Yıllardır yazıp çizen, kalem oynatan ve yazdıklarını bilinçli bir okur haliyle bir hale yola sokmaya çalışan bir öbek yazan, çizen tayfası (yazar kavramını bir statü, kategori haline getirmeyi yeğlemeden) üzerindeki ataleti atıp kendi sözünü kolektif bir düzlemde tüm çoğulluğu ve özgürlüğüyle seslendirmek için bir araya geldi. Bu platform belki bir edebiyat ortamı olarak yarına ve bu coğrafyaya yaratım, kültür, düşünce, üretiminde kendince bir yol haritası çizecek. Belki de yol ortasında çuvallayacak. Ancak bu ülkenin kültürel tarihinde kendine ait bir sözü olması adına deli işi ve belki de "Don Kişotvari" bir serüvene girişecek.
Başka metinler, sözler ve anlatma yolları ararken "söz"ü kapitalist kültürün hegemonik, tekleştirici alanından bir parça sıyırabilirse de küçük bir mutluluğu ortak kılacak.
O halde haydi yola çıkalım. Kaybedecek neyimiz var?
Özgür kalemlerimizle, edebiyat kanonlarının dışında da okurlara söyleyeceklerimiz olduğu zaten ortada değil mi?

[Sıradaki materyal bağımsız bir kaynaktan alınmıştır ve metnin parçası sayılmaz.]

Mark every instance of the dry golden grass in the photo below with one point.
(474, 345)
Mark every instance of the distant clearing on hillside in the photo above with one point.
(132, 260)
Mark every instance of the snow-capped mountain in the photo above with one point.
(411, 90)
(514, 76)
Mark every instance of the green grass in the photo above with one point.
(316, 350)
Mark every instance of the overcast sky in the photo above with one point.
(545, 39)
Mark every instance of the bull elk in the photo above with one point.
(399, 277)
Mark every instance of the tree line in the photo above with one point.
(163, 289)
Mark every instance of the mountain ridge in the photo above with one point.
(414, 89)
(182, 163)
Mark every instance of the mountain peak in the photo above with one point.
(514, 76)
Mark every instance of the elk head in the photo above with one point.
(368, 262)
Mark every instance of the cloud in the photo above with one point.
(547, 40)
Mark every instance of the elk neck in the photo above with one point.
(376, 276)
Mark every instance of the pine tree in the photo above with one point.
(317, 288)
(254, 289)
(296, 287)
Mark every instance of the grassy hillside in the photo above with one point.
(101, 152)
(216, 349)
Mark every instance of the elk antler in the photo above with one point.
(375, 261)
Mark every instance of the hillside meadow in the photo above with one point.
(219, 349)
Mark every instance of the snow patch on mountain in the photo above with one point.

Yazmak, hümanizmden doğar, empatiden doğar, vicdanımız bizi zorlar yazmaya…İnsancıl olan iyi olanla hemhal olmak zorunda değil elbette; kötülüğümüzü iyiliğimizle örtmeye çalışsak da hep bir tarafımız şiddete, öldürmeye, yok etmeye eğilimli. Ama acıyı dirim ve dinginlik için kılavuz yapıyor muyuz, asıl mesele bu sanki. Kötülük deriz de, biz kimiz pek tartmayız bu noktada, yüzyılların izinde biz kimiz? Geçmişle yüzleşen "biz" miyiz? Geçmişe vefa borcu nedir, unutulmasını istemediklerimize mim koymaktır belki, gönül pınarımızın coşkun seline baraj kurmaktır, diğerlerine böyle de oldu diye susuzluklarına derman olmaktır. İncelikler bizi var eder halbuki. Yazmak inceliklerimizi anımsamaktır hatta.
Habis hastalıklarımızdan, marazlarımızdan bir parça sıyrılma niyetidir yazı dediğin.
Söyleyemediklerimiz var söylenecek... yazılmamış hiçbir sey yok oysa ki. Söze dair yeni şeyler gerek..
O halde öykülerimizle kendi kurmaca atlasımızın izinde seyrüseferimiz başlasın diyoruz.